TEMPO.CO, Jakarta - Indonesia melalui Komite Buku Nasional atau KBN akan menjadi salah satu peserta dalam Frankfurt Book Fair (FBF) pada 16-20 Oktober 2019 di Jerman. Indonesia akan menampilkan berbagai buku pilihan dan budaya serta sejarah dalam ajang tersebut.
"Kami sudah siapkan buku yang berisi acara-acara untuk tampil di FBF. Acara ini sudah berubah dari ajang pameran buku saja menjadi pameran konten kreatif dan sekarang semakin banyak area yang disediakan untuk menampilkan pertunjukkan kebudayaan," ujar Laura Bangun Prinsloo, Ketua KBN di Jakarta, Selasa, 8 Oktober 2019.
KBN akan menampilkan 350 judul buku pilihan, 10 penerbit dan tiga agen literasi dan konten kreatif, termasuk peluncuran buku komik tentang Raden Saleh, maestro seni rupa Indonesia yang pernah tinggal di Jerman. Buku berjudul "Lebend und Abenteuer des Raden Saleh" itu ditulis oleh Sejarawan Jerman, Werner Kraus, dan diproduksi oleh Kedutaan Besar Republik Indonesia (KBRI) Jerman.
Indonesia juga akan menampilkan alihwahana medium buku ke medium lainnya seperti kuliner, ilustrasi, fashion, hingga music. Selain itu juga ditampilkan para penulis Indonesia, yaitu Rio Johan, Soe-Tjen Marching, Goenawan Mohamad, Diana Rikasari, dan Feby Indirani.
"Sebelumnya 2016, Indonesia membawa pencak silat, tari, dan lain-lain kita malah dikomplain. Tapi FBF menyambut baik sehingga pada waktu Indonesia membuka tenda budaya itu disambut sangat baik oleh publik Jerman, dan sekarang disediakan tenda," kata Laura.

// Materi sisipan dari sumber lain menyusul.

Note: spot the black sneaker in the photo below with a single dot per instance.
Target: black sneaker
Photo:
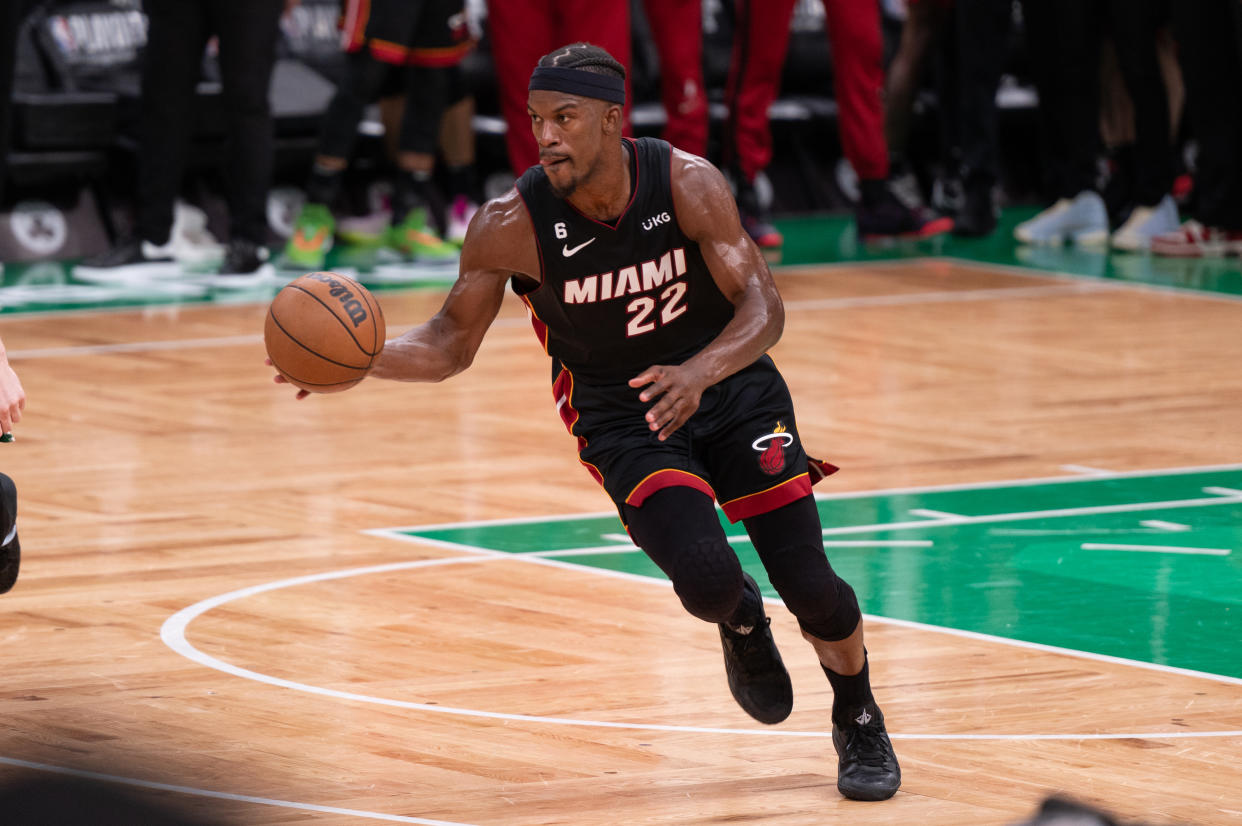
(129, 258)
(978, 214)
(754, 220)
(245, 263)
(10, 552)
(888, 217)
(756, 676)
(867, 765)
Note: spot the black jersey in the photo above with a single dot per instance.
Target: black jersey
(616, 298)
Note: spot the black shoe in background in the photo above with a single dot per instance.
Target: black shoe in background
(882, 215)
(978, 214)
(245, 262)
(758, 678)
(129, 257)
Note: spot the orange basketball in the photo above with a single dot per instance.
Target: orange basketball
(323, 332)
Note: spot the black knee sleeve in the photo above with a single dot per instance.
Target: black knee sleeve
(677, 527)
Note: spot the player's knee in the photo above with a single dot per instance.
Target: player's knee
(707, 578)
(825, 605)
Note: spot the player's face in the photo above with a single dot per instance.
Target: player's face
(570, 133)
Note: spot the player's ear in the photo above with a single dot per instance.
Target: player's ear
(612, 119)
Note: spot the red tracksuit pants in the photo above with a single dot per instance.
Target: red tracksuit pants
(760, 41)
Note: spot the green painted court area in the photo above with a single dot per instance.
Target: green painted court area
(1145, 567)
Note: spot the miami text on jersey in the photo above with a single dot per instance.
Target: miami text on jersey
(627, 281)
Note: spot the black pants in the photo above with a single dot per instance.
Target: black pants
(1210, 46)
(1063, 37)
(981, 34)
(178, 32)
(427, 91)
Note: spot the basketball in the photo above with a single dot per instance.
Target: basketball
(323, 332)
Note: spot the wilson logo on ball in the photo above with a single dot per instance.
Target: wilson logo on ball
(339, 291)
(771, 450)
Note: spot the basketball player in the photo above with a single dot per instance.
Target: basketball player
(657, 312)
(13, 401)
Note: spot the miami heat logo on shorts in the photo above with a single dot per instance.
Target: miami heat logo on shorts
(771, 450)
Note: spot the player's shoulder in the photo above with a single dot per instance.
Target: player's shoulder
(696, 174)
(501, 236)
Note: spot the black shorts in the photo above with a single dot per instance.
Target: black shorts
(739, 447)
(407, 32)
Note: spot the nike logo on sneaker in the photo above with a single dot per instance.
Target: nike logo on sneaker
(569, 251)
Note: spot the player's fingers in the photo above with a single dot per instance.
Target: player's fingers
(646, 376)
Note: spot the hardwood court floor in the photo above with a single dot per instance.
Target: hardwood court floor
(158, 467)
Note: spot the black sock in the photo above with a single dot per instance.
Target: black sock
(412, 190)
(873, 191)
(324, 184)
(461, 181)
(850, 692)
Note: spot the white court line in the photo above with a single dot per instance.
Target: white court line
(393, 533)
(1142, 286)
(221, 795)
(1158, 549)
(1160, 524)
(933, 514)
(802, 304)
(1086, 470)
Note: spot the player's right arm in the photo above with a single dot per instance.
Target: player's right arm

Tak hanya industri perbukuan, KBN juga mengupayakan untuk memperlihatkan potensi industri konten kreatif non-buku di Indonesia. KBN akan menyajikan kuliner dari Aku Cinta Makanan Indonesia yang diwakili oleh Santhi Serad dan Astrid Enricka, pakar kopi Indonesia Adi Taroepratjeka dan Ronald Prasanto.

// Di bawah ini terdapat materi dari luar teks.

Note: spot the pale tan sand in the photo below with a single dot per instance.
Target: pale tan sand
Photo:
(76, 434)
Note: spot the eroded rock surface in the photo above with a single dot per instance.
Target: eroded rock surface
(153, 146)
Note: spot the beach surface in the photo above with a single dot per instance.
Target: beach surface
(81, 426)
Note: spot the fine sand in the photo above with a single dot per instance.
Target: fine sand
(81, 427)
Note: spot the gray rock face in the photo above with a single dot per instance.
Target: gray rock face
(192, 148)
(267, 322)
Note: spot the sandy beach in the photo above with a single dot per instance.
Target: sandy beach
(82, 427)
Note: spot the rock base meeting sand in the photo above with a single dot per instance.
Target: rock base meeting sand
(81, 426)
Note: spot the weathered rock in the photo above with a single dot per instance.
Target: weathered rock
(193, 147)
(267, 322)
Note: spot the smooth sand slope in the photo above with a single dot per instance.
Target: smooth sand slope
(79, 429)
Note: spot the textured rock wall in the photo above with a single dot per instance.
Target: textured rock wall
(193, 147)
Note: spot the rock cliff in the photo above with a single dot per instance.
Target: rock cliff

Selain itu, kata Laura, akan ada penampilan musik dari Oppie Andaresta yang akan membawakan musikalisasi puisi dari karya Joko Pinurbo, serta empat seniman ilustrasi, Mayumi Haryoto, Evelyn Ghozalli, Antonio Reinhard Wisesa, dan Mohammad "Emte" Taufiq, yang akan melukis mural dan augmented reality di stan Indonesia selama pameran.

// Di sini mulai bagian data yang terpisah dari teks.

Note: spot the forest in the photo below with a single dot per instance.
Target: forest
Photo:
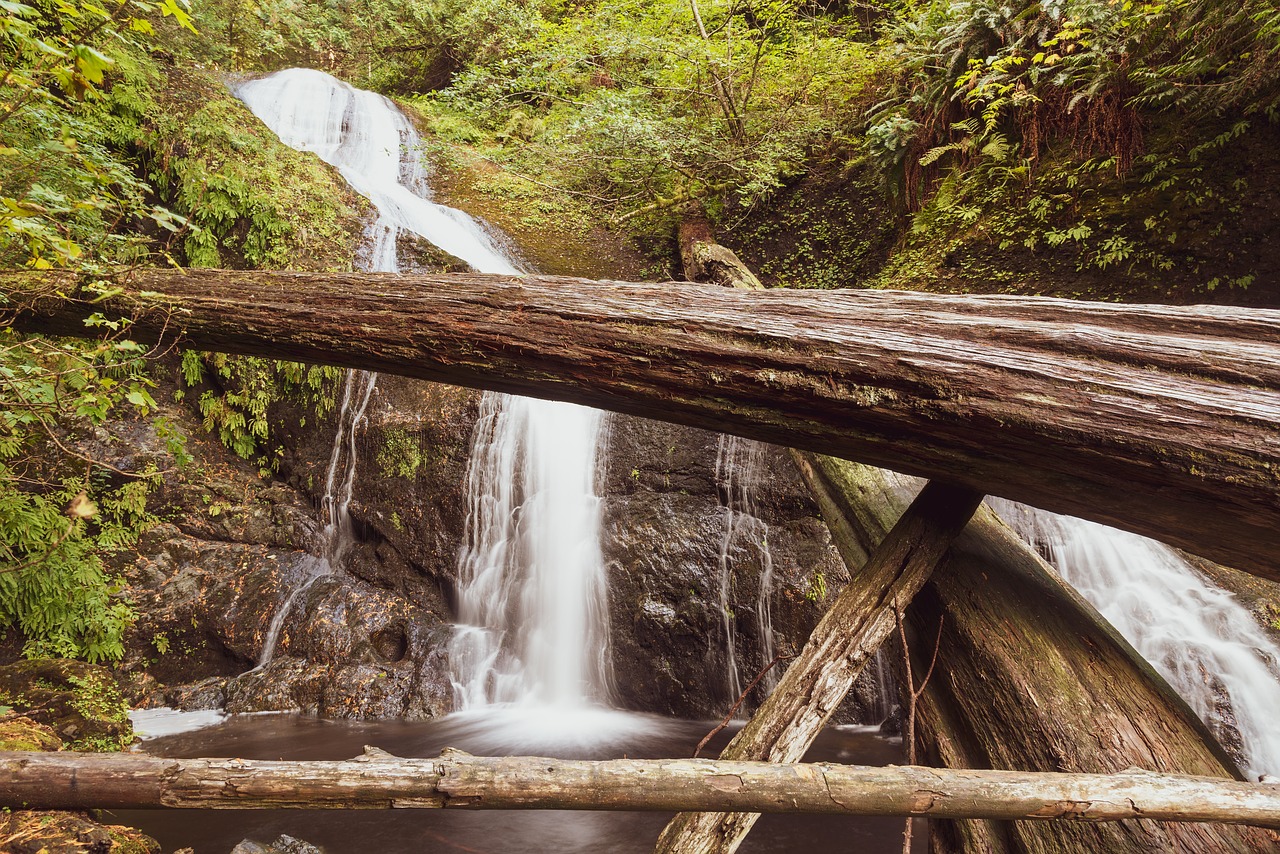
(264, 528)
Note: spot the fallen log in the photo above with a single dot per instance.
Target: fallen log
(460, 781)
(813, 686)
(1029, 676)
(1161, 420)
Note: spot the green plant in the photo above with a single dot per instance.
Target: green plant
(401, 456)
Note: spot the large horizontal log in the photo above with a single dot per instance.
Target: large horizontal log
(457, 780)
(1161, 420)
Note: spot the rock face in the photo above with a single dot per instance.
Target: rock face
(693, 524)
(240, 553)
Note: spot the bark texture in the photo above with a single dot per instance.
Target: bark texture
(1161, 420)
(846, 638)
(461, 781)
(1028, 676)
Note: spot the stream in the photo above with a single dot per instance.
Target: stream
(597, 735)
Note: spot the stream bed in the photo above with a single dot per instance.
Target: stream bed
(581, 734)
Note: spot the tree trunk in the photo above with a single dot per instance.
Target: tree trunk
(1029, 676)
(460, 781)
(1161, 420)
(841, 644)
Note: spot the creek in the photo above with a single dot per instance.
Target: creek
(529, 660)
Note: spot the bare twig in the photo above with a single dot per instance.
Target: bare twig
(741, 699)
(913, 695)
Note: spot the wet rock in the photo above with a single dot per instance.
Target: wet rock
(690, 630)
(54, 832)
(283, 844)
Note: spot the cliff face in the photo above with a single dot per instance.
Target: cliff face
(693, 523)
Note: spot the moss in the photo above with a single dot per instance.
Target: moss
(558, 233)
(127, 840)
(401, 455)
(58, 832)
(252, 201)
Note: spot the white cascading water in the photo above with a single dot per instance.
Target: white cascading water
(533, 620)
(737, 471)
(531, 598)
(1196, 635)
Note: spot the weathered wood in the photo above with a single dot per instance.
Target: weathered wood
(461, 781)
(1161, 420)
(1029, 676)
(845, 639)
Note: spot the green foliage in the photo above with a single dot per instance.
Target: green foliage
(234, 393)
(60, 512)
(641, 105)
(999, 83)
(96, 697)
(1084, 132)
(400, 455)
(64, 191)
(71, 200)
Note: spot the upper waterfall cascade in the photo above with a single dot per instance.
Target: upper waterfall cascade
(531, 598)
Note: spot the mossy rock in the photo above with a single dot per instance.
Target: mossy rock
(24, 734)
(51, 832)
(81, 703)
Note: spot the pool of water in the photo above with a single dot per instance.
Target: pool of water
(567, 735)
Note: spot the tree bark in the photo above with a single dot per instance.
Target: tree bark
(844, 640)
(1028, 676)
(460, 781)
(1161, 420)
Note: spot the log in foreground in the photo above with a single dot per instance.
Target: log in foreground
(1161, 420)
(1028, 676)
(460, 781)
(817, 681)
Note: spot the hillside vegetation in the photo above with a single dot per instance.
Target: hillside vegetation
(1079, 147)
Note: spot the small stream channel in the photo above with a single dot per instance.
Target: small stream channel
(589, 735)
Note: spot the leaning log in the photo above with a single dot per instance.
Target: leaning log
(1161, 420)
(1028, 676)
(845, 639)
(461, 781)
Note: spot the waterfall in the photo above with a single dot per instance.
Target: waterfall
(1203, 642)
(531, 597)
(533, 621)
(739, 464)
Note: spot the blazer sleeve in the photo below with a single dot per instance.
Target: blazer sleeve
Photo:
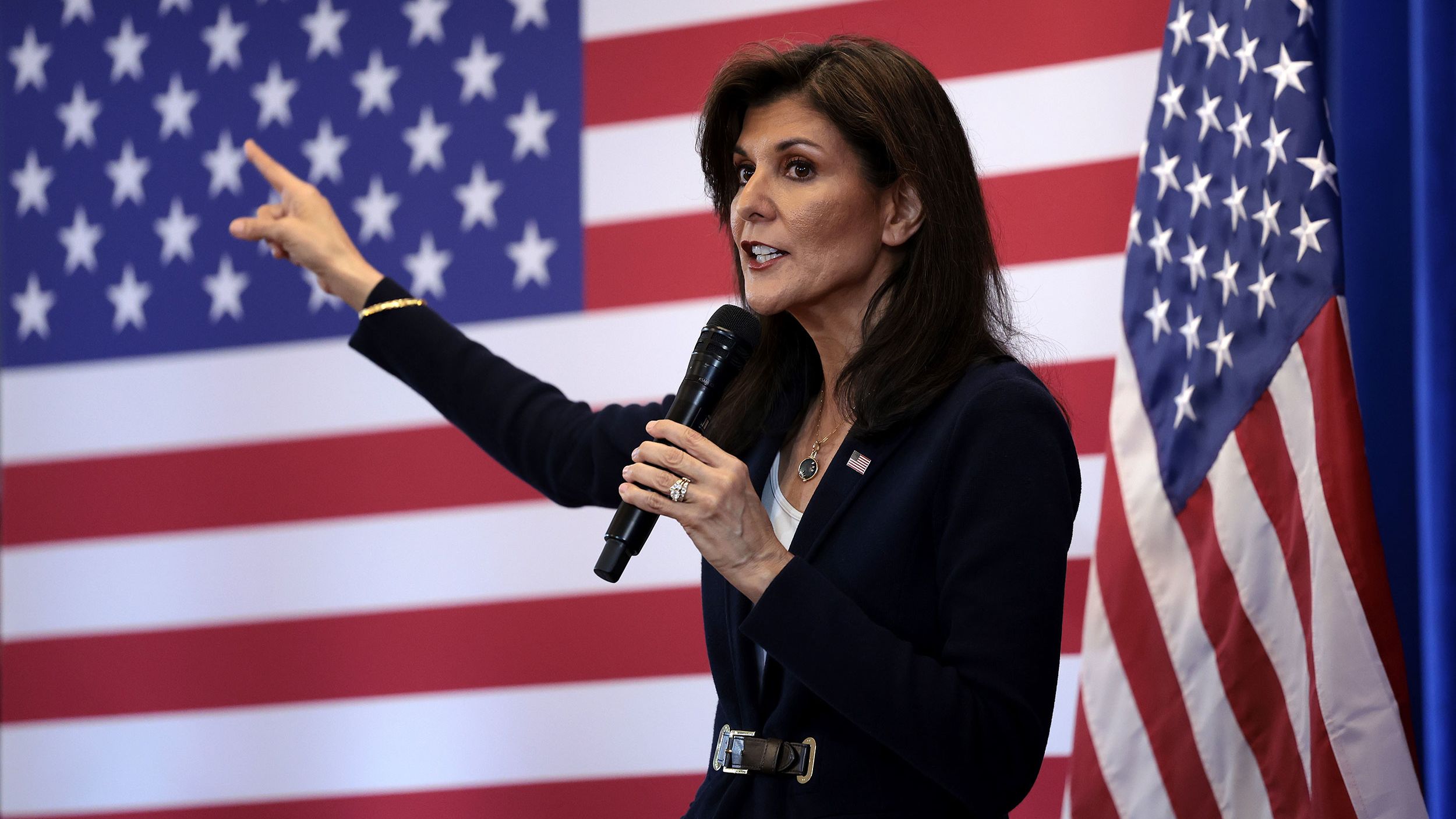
(976, 716)
(563, 448)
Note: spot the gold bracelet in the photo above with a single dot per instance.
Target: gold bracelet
(389, 305)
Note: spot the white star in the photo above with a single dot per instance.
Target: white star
(176, 232)
(1245, 56)
(478, 72)
(129, 296)
(1195, 260)
(1158, 315)
(1225, 277)
(30, 62)
(1235, 202)
(1241, 129)
(478, 199)
(324, 153)
(324, 30)
(34, 305)
(1267, 218)
(1306, 232)
(80, 242)
(126, 51)
(1324, 170)
(376, 210)
(1209, 114)
(273, 97)
(424, 19)
(1184, 403)
(126, 175)
(1165, 172)
(225, 164)
(31, 182)
(1274, 143)
(1180, 28)
(1221, 350)
(426, 142)
(223, 38)
(374, 85)
(1199, 190)
(1160, 244)
(1190, 331)
(175, 108)
(531, 256)
(1169, 100)
(1264, 289)
(226, 288)
(531, 129)
(80, 118)
(77, 10)
(318, 296)
(1213, 38)
(1286, 72)
(427, 267)
(529, 12)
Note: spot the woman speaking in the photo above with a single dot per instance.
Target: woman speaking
(884, 496)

"Ini juga pertama kalinya KBN membuat katalog yang isinya produk IP untuk dijual lisensinya. Kita ingin menjual karakter anak bangsa ke produser dan lainnya agar bisa mempunyai nilai jual," tutur Laura. "Jadi ini peluangnya beragam, tujuannya supaya kita bisa selain menjadikan buku sebagai alat diplomasi budaya tapi juga bisa menjadi alat ekonomi."